Saga, the UK’s specialist in products and services for people over 50, is aiming to change the way people think about age and show the more positive side of getting older, with a new ad campaign, dubbed “Generation Experience”.
The initiative is part of Saga’s wider data, digital and brand strategy, which champions the “discerning, sharp and savvy” over-50s who bring a wealth of vibrant life experience to society and represent over a third of the UK population.
The integrated campaign, based on deep customer insight, sees the launch of new TV ad and will lean into Saga’s digital channels; the activity has been devised by VCCP London, in partnership with VCCP Media, VCCP CX and Someone.
The over 50s are the fastest growing demographic in the UK, and one that holds the most spending power comparatively. Some 27.9 million people will be over the age of 50 by 2030 in the UK, and 63p of every £1 will be spent by people over 65 in 2040.
But despite the significance of this group – and rising awareness of the need for greater cultural representation of gender, race and disability – age is often left out of the conversation and either invisible or marginalised in cultural content. Only 29% of TV ads feature characters over the age of 50, with just 12% in lead roles, according to Saga research.
Saga aims to make people think differently about age and celebrate “Generation Experience”. According to Saga data, on average its customers feel 14 years younger than they are, and 91% want to experience new things and enjoy an active, healthy lifestyle.
Saga spoke to more than 2,000 over 50s in the last week and two thirds (67%) also said they were more likely to spend with a brand that embraced a positive view about life over 50, focused on experience rather than age.

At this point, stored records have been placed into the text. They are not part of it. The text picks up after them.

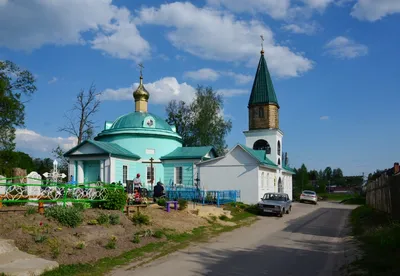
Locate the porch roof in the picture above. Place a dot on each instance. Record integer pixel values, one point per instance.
(110, 148)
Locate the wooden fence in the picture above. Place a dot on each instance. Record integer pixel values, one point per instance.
(384, 194)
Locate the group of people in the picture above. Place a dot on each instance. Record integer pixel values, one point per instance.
(158, 190)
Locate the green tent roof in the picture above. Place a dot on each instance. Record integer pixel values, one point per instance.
(188, 153)
(108, 147)
(263, 91)
(260, 155)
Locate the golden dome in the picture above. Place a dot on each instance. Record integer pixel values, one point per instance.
(141, 93)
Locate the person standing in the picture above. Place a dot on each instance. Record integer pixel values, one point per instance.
(137, 183)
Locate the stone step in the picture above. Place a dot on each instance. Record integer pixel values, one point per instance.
(7, 246)
(14, 262)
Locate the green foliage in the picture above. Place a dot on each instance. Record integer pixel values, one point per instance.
(182, 204)
(112, 243)
(116, 199)
(136, 238)
(103, 219)
(200, 123)
(114, 219)
(30, 211)
(140, 219)
(67, 216)
(162, 202)
(81, 205)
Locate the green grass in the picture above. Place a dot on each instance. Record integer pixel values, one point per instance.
(379, 237)
(174, 241)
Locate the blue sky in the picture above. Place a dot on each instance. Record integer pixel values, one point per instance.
(335, 67)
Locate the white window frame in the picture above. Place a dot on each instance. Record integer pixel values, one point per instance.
(148, 181)
(123, 174)
(176, 176)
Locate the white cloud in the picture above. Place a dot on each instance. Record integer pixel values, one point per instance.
(161, 91)
(32, 24)
(343, 48)
(202, 74)
(212, 75)
(232, 92)
(275, 8)
(217, 35)
(53, 80)
(32, 141)
(302, 28)
(373, 10)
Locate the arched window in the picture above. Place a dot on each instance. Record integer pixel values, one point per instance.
(279, 148)
(262, 145)
(261, 112)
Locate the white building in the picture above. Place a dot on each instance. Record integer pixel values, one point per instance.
(258, 166)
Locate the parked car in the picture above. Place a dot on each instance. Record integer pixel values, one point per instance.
(275, 203)
(309, 196)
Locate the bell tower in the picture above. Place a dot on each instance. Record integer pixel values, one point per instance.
(263, 112)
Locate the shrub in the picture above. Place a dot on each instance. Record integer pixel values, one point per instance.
(158, 234)
(162, 202)
(112, 243)
(82, 205)
(30, 211)
(136, 238)
(139, 219)
(67, 216)
(116, 199)
(103, 219)
(182, 204)
(114, 219)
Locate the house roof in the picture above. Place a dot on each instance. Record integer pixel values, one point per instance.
(188, 153)
(260, 155)
(263, 91)
(108, 147)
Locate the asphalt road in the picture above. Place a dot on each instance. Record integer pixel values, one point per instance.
(308, 241)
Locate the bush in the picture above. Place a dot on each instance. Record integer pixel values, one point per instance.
(116, 199)
(114, 219)
(103, 219)
(81, 205)
(162, 202)
(30, 211)
(67, 216)
(139, 219)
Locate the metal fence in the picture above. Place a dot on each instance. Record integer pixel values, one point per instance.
(53, 192)
(384, 194)
(201, 196)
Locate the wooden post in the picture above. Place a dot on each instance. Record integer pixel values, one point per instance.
(41, 208)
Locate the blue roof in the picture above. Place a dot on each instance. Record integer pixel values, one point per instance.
(108, 147)
(188, 153)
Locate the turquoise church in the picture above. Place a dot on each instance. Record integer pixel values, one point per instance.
(137, 142)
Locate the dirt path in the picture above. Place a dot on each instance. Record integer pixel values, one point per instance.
(309, 241)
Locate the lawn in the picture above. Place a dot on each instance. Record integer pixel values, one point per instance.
(241, 215)
(379, 237)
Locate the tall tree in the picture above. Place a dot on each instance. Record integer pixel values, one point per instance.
(15, 84)
(201, 122)
(80, 118)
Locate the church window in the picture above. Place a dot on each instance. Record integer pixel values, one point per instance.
(178, 175)
(124, 174)
(261, 112)
(150, 174)
(262, 145)
(279, 148)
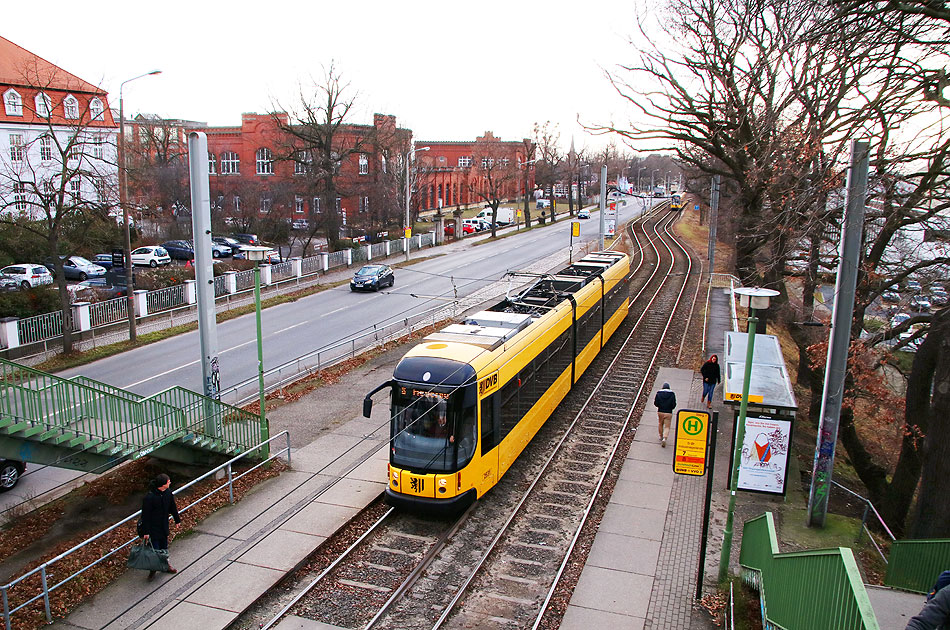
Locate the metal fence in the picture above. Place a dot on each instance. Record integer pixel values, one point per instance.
(915, 564)
(244, 280)
(378, 250)
(827, 579)
(108, 312)
(11, 595)
(165, 299)
(40, 327)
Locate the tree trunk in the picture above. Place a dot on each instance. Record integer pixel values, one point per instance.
(931, 373)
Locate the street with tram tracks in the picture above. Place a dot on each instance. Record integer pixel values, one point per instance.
(506, 560)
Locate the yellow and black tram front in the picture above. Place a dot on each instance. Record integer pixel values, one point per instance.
(433, 434)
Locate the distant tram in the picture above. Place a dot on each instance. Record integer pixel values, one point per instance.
(467, 400)
(676, 201)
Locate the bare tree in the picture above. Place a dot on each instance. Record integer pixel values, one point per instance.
(59, 176)
(318, 141)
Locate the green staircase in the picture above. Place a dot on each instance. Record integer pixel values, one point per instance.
(86, 425)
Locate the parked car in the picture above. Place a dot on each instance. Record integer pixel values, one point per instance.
(229, 242)
(95, 290)
(28, 275)
(77, 268)
(247, 239)
(220, 250)
(151, 255)
(372, 278)
(10, 472)
(103, 260)
(899, 319)
(920, 303)
(179, 250)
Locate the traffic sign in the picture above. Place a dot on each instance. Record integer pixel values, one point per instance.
(689, 447)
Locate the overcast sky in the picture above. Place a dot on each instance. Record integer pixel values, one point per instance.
(446, 70)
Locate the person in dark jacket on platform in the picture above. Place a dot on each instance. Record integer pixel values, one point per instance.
(711, 376)
(935, 614)
(665, 403)
(157, 506)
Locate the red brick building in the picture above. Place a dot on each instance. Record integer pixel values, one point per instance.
(455, 173)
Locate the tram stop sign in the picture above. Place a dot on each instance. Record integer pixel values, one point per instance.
(690, 445)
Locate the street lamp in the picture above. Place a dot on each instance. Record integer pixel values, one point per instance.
(123, 201)
(257, 253)
(408, 192)
(753, 298)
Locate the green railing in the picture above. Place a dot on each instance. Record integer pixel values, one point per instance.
(913, 565)
(806, 590)
(83, 413)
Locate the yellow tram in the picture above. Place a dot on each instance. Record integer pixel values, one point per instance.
(467, 400)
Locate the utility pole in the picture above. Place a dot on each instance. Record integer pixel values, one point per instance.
(713, 222)
(840, 338)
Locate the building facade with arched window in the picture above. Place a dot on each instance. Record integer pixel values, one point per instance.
(49, 115)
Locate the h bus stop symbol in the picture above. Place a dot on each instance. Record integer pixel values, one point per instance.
(690, 446)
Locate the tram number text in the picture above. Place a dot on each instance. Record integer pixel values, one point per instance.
(487, 384)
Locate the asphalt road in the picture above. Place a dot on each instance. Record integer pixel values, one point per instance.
(294, 329)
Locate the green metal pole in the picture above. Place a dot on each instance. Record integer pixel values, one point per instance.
(740, 436)
(265, 432)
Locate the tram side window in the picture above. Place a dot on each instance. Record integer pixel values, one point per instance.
(489, 436)
(509, 407)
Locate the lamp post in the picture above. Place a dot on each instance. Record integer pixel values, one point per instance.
(257, 253)
(123, 201)
(408, 193)
(753, 298)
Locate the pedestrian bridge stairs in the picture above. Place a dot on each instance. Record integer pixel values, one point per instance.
(86, 425)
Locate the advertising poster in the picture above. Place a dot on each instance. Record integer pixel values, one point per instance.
(763, 466)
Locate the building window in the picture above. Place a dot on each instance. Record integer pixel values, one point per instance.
(265, 162)
(96, 109)
(43, 105)
(302, 163)
(230, 163)
(100, 191)
(16, 148)
(13, 103)
(71, 107)
(19, 195)
(46, 148)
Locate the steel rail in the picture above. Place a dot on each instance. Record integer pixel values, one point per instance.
(460, 592)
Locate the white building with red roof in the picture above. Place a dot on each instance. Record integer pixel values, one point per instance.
(57, 138)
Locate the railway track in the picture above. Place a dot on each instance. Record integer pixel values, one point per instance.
(500, 562)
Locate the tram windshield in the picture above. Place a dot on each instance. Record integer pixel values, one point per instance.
(433, 430)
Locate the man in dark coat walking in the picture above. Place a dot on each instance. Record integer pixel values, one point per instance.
(665, 403)
(157, 506)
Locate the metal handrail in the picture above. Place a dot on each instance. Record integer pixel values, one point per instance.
(42, 569)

Saga Group chief executive Euan Sutherland said: “People are living longer than ever before; they are working longer; they are helping their families; they are contributing to society. We know our customers do not feel old – they feel as if they are experienced. They have lived full lives, have so much to give and fully intend to make the most of each and every day.
“Our new brand strategy champions what we are calling ‘Generation Experience’ – the discerning, sharp and savvy over-50s who represent over a third of the UK population. It’s time for businesses and organisations of all sizes to have a conversation about age. As a purpose-led business with over 70 years’ experience, it’s one that we think Saga is ideally placed to lead.”

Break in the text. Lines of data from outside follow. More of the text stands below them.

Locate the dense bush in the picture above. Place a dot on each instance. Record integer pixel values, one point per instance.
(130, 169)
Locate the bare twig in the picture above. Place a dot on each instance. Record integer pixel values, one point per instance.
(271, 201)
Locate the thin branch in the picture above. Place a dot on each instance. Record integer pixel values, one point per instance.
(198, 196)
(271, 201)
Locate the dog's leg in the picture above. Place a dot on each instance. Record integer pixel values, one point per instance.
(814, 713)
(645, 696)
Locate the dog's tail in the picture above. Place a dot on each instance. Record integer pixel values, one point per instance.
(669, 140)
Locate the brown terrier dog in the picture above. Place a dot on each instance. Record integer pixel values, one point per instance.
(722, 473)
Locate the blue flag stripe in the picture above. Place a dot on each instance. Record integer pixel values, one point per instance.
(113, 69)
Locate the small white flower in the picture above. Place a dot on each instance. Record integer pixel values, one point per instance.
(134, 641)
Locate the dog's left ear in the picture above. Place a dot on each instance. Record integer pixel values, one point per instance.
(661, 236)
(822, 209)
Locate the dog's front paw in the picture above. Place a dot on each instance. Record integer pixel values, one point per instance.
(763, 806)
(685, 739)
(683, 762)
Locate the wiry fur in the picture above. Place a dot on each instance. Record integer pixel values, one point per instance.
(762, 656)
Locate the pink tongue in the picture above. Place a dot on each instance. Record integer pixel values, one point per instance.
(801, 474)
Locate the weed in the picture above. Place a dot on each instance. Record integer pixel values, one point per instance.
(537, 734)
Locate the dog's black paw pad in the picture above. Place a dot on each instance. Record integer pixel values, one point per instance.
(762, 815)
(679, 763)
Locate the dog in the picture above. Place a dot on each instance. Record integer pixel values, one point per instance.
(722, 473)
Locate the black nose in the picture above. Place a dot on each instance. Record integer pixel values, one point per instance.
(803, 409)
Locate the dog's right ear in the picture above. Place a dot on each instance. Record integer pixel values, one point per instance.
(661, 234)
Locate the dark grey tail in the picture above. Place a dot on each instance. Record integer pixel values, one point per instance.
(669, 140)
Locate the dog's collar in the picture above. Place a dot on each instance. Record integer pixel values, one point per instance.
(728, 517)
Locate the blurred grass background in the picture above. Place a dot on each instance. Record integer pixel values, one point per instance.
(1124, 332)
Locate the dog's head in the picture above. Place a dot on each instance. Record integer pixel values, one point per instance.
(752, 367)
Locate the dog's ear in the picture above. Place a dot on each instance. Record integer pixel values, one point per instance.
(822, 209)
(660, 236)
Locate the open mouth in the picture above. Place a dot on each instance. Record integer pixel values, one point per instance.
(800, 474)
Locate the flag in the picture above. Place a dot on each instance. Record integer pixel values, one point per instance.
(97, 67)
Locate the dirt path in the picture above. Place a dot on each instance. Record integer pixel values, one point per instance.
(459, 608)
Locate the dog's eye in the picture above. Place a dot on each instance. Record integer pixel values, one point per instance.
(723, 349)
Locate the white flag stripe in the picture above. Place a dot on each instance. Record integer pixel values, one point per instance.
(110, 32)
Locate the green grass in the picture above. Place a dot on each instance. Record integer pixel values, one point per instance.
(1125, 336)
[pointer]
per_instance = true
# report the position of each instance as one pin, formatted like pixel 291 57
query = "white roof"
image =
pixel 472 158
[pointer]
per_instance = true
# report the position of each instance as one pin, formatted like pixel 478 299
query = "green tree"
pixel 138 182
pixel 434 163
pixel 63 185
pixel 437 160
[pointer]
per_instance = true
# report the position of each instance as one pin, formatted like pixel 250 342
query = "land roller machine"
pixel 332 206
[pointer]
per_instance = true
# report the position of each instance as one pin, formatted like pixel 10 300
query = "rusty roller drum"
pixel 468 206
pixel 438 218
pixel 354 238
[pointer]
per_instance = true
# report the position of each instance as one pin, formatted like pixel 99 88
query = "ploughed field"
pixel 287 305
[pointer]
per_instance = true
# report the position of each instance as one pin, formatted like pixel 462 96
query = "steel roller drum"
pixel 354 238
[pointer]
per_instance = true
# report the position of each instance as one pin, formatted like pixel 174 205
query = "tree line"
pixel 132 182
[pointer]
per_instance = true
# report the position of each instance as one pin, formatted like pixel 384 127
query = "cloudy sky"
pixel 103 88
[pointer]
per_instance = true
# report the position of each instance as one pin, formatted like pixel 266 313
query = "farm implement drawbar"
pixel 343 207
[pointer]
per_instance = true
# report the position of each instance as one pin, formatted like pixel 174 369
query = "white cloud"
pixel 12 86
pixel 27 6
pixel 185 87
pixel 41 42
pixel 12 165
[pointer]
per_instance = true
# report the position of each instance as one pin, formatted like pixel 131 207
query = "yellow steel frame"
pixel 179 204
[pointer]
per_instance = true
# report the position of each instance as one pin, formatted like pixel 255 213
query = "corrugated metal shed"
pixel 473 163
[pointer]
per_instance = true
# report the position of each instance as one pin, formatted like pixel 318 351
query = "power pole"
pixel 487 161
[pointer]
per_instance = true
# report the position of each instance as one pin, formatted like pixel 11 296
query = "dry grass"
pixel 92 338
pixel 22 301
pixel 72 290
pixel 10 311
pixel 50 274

Saga’s campaign will launch with a 60-second TV ad which will reveal the new creative direction of the brand and feature The Crown, Torchwood actor Nicholas Farrell, who brings a fresh take on perceptions of age, replacing negative connotations with a savvy and sharp-witted monologue.
The creative explores what ‘old’ really means, and playfully questions why we call people ‘old’, as opposed to calling a jacket ‘vintage’, a cheese ‘mature’ or a car ‘classic.

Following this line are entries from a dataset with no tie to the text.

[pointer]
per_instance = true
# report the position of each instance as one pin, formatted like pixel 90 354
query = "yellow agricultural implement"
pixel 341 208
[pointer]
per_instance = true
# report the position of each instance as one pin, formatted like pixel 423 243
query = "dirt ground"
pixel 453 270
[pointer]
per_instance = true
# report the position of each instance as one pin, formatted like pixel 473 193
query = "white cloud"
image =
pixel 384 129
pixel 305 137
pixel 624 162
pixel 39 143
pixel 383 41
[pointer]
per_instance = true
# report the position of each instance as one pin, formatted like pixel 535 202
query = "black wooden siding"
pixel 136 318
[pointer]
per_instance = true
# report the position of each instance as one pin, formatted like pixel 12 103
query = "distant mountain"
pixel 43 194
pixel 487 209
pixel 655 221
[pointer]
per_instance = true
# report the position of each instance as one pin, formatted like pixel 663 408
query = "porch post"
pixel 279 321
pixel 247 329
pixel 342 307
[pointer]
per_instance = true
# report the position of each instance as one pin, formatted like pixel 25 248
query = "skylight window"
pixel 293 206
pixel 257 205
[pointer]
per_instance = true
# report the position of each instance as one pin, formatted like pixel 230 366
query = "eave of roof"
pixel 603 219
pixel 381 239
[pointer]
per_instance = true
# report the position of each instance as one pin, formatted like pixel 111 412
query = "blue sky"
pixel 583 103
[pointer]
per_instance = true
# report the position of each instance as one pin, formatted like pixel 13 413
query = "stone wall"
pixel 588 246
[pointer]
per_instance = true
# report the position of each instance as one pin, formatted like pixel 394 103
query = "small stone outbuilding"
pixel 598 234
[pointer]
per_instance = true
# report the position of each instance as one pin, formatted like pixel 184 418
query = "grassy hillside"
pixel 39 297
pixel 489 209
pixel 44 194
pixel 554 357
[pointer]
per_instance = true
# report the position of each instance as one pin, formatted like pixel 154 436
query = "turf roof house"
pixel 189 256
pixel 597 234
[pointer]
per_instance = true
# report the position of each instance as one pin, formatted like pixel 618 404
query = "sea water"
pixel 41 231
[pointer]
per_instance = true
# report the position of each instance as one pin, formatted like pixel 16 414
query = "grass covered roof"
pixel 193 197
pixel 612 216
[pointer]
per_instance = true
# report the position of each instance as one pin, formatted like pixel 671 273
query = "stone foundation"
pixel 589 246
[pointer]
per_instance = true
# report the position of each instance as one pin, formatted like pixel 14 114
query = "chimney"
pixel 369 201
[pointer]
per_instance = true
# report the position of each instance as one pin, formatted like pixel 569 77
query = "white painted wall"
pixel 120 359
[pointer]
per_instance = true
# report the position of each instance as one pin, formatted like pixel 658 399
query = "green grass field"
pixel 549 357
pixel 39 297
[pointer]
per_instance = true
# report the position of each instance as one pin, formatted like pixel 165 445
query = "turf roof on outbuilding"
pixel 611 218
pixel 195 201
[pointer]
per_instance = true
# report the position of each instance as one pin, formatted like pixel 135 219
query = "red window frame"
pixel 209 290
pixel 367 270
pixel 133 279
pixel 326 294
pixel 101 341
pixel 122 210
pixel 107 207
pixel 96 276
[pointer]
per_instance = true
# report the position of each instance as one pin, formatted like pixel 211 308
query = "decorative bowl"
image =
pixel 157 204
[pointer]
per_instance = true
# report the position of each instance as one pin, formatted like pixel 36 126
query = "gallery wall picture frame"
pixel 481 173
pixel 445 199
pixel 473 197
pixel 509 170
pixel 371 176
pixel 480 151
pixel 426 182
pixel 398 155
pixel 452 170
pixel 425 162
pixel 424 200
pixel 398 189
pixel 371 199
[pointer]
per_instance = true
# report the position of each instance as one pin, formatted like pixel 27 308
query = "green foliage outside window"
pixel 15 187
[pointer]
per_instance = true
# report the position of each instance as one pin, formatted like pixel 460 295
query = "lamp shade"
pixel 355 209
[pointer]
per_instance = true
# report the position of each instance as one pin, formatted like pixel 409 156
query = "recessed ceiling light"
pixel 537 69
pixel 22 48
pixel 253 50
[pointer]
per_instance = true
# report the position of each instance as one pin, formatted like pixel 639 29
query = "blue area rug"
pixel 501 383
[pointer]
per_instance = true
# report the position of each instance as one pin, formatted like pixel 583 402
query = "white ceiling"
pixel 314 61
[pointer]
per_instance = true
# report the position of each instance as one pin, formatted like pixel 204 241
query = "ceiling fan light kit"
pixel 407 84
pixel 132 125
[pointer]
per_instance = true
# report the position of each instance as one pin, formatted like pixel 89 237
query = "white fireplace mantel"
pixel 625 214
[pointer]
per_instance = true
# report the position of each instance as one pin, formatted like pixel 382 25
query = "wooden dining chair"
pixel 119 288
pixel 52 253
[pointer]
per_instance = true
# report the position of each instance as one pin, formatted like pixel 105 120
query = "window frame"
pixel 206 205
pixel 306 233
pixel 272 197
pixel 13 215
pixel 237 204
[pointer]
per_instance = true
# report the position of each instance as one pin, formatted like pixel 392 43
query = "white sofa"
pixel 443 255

VCCP Media devised a media strategy which includes large scale digital takeovers, influencer campaigns and social media activity. The film will premiere this weekend with premium spots, as well as a transmission schedule across ITV, Channel 4 and Sky channels in the coming months.
Saga Group chief customer officer Stuart Beamish said: “What we hear from customers is that they don’t see their lifestyles reflected in films, TV, ads or wider society. This isn’t about pretending to be young again but about valuing their experience on its own merits both for themselves as individuals and for wider society.
“We are delighted to launch a campaign that celebrates the positive aspects of ageing, built with new and existing customers in mind. It’s time to change the conversation about age in the way we have seen recent positive progress on the debate around gender and race representation. Every member of society should feel respected and valued for their worth.”
VCCP London executive creative director Jim Thornton concluded: “There’s no greater British brand than Saga to champion the experience and wisdom of elders, and the value they bring to society. And, as a 58-year-old creative, no-one appreciates their bravery and ambition in tackling this issue head-on more than me.
“The quality of the work just goes to show what can be achieved when you bring the wisdom and experience of people in their 40s and 50s like Ivan, Lorenzo, Jan and Nick to bear behind the camera. Long live The Elders.”